The Francis Crick Institute
J. Biol. Chem.-2019-Clausse-17654-68.pdf (4.1 MB)

Physiologically relevant orthogonal assays for the discovery of small-molecule modulators of WIP1 phosphatase in high-throughput screens.

Download (4.1 MB)
journal contribution
posted on 2020-01-15, 16:49 authored by Victor Clausse, Dingyin Tao, Subrata Debnath, Yuhong Fang, Harichandra D Tagad, Yuhong Wang, Hongmao Sun, Christopher A LeClair, Sharlyn J Mazur, Kelly Lane, Zhen-Dan Shi, Olga Vasalatiy, Rebecca Eells, Lynn K Baker, Mark J Henderson, Martin R Webb, Min Shen, Matthew D Hall, Ettore Appella, Daniel H Appella, Nathan P Coussens
Wildtype P53-induced phosphatase 1 (WIP1) is a member of the magnesium-dependent serine/threonine protein phosphatase (PPM) family and is induced by P53 in response to DNA damage.
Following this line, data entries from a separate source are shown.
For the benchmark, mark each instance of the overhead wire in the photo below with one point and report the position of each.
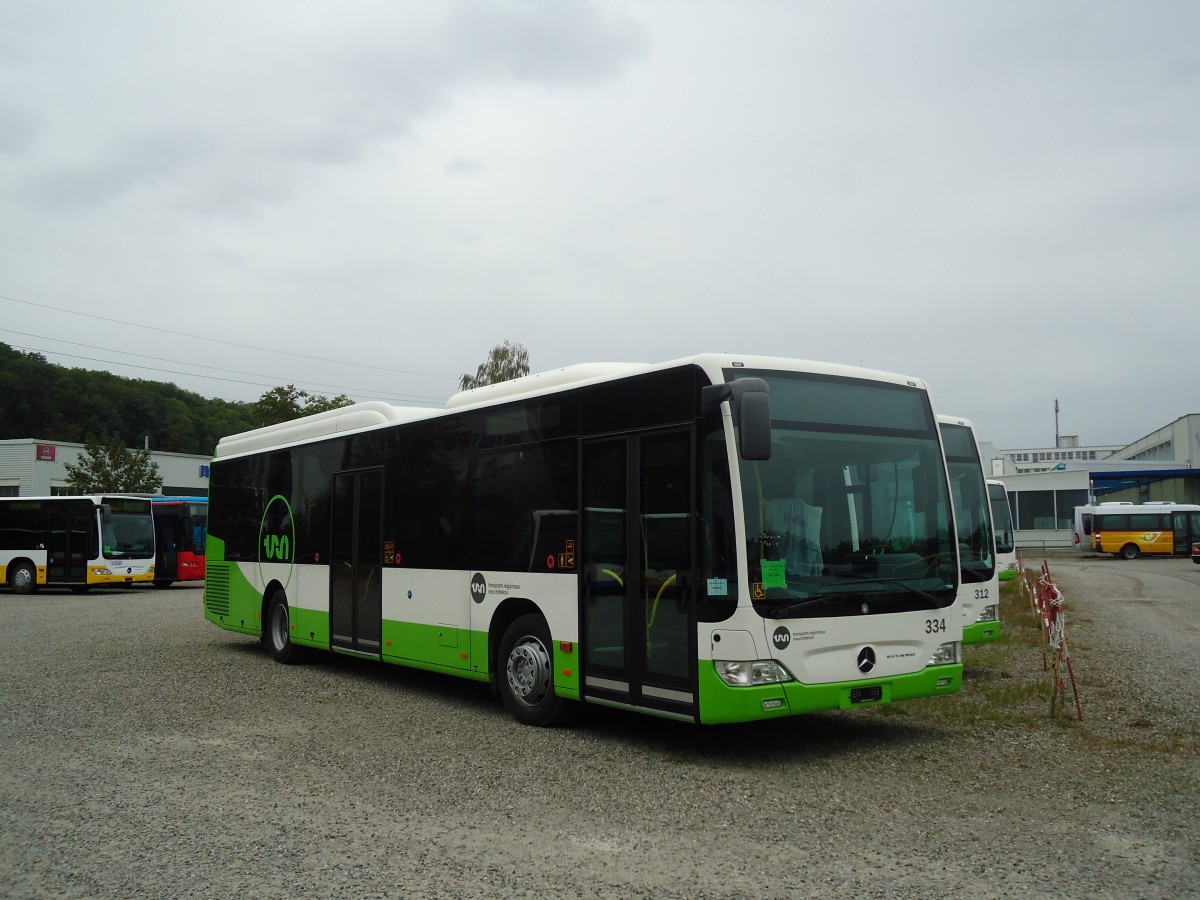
(228, 343)
(275, 381)
(316, 387)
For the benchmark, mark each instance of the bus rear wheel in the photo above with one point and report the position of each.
(23, 579)
(277, 631)
(526, 676)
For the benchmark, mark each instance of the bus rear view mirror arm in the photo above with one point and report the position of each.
(750, 403)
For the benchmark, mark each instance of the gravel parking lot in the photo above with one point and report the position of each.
(145, 753)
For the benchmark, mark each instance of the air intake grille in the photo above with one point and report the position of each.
(216, 589)
(865, 695)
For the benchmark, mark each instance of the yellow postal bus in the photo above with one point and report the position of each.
(1152, 528)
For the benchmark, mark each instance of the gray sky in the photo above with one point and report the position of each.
(1002, 198)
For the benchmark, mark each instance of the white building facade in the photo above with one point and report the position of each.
(37, 468)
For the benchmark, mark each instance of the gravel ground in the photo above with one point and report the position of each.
(145, 753)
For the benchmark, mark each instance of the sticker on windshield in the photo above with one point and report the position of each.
(774, 574)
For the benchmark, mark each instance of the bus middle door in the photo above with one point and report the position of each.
(70, 546)
(639, 619)
(355, 593)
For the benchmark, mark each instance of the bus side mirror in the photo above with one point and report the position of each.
(750, 402)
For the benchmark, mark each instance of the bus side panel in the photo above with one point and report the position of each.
(231, 600)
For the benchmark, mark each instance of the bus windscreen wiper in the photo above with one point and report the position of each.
(784, 610)
(901, 583)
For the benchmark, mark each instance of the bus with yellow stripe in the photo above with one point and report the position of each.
(1145, 529)
(76, 543)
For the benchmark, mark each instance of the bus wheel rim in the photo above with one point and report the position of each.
(280, 627)
(528, 671)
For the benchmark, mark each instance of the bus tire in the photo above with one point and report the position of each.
(277, 631)
(23, 579)
(526, 672)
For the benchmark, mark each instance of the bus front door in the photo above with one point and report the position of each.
(637, 609)
(355, 594)
(1186, 527)
(69, 550)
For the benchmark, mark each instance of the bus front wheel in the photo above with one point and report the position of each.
(23, 579)
(526, 675)
(277, 634)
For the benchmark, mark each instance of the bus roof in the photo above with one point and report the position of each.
(375, 413)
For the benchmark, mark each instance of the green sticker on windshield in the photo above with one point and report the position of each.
(774, 574)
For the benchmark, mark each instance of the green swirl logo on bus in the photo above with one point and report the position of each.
(276, 537)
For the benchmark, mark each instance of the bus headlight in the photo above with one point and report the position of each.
(744, 673)
(946, 654)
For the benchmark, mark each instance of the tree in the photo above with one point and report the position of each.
(107, 467)
(504, 363)
(286, 402)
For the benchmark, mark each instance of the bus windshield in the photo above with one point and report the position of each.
(851, 514)
(129, 532)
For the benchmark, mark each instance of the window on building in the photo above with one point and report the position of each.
(1035, 510)
(1066, 503)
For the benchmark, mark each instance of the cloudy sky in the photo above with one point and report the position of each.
(1002, 198)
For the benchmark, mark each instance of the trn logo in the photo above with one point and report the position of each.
(276, 540)
(276, 546)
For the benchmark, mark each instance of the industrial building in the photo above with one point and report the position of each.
(1045, 484)
(39, 468)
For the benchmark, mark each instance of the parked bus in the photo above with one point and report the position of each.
(1084, 522)
(715, 539)
(1002, 525)
(979, 587)
(1151, 528)
(180, 531)
(75, 541)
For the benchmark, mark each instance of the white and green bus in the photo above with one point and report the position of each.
(979, 587)
(715, 539)
(77, 543)
(1002, 525)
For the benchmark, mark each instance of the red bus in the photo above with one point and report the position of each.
(180, 529)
In several human cancers, the WIP1 protein is overexpressed, which is generally associated with a worse prognosis. Although WIP1 is an attractive therapeutic target, no potent, selective, and bioactive small-molecule modulator with favorable pharmacokinetics has been reported. Phosphatase enzymes are among the most challenging targets for small molecules because of the difficulty of achieving both modulator selectivity and bioavailability. Another major obstacle has been the availability of robust and physiologically relevant phosphatase assays that are suitable for high-throughput screening. Here, we describe orthogonal biochemical WIP1 activity assays that utilize phosphopeptides from native WIP1 substrates. We optimized an MS assay to quantify the enzymatically dephosphorylated peptide reaction product in a 384-well format. Additionally, a red-shifted fluorescence assay was optimized in a 1,536-well format to enable real-time WIP1 activity measurements through the detection of the orthogonal reaction product, inorganic phosphate. We validated these two optimized assays by quantitative high-throughput screening against the National Center for Advancing Translational Sciences (NCATS) Pharmaceutical Collection and used secondary assays to confirm and evaluate inhibitors identified in the primary screen. Five inhibitors were further tested with an orthogonal WIP1 activity assay and surface plasmon resonance binding studies. Our results validate the application of miniaturized physiologically relevant and orthogonal WIP1 activity assays to discover small-molecule modulators from high-throughput screens.